The post included an image of former President Donald Trump that includes the date Jan. 6 and says “Take America back,” “Be there” and “will be wild.”

“Stand now or kneel forever,” the post says.

Jackson said he believes the group and its rhetoric pose a “real,” but “relatively rare” threat of violence and criminality.

“Their relationship to violence is not necessarily straightforward,” Jackson said. “They are, at least the national organization and the leadership of the group, typically pretty disciplined about how they talk about violence, and it is almost always in the context of justifying or preparing for defensive violence. So they will say things like, ‘You need to be ready for when the government comes to your door to take your guns. You need to be ready to fight for your rights,’ versus some other types of extremism or even terrorism that we might think of.”

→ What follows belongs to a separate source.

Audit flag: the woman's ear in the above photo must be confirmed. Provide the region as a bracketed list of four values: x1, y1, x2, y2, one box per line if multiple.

“That gets even more complicated because they say that they want to engage in defensive violence or prepare for defensive violence, but they put themselves in situations where they’re more likely to need to use defensive violence,” Jackson added.

The Oath Keepers group, however, is part of a larger phenomenon that has been playing out in the U.S. in recent years in which there is broader support for the ideas and activities of groups like the Oath Keepers and an erosion of peaceful, deliberative democracy, Jackson said.

For groups like Oath Keepers, political disagreement “is a sign that there are evil actors out there who are willing to do whatever they need to do to benefit themselves, including violating your rights,” Jackson said.

“Just about everything that the group does contributes to an erosion of norms of peaceful deliberative democracy that sees politics as a place where Americans can come together and work through good faith disagreement to try to pursue the public good,” Jackson said. “…So when Oath Keepers talk about American history and talk about the founders, they try to build this legitimacy for themselves. The consequence of that is implicitly, or sometimes explicitly, connecting their political opponents to the British or to pirates or to other things like that, which makes them seem foreign or an enemy or other, or more broadly, just someone who needs to be defeated.”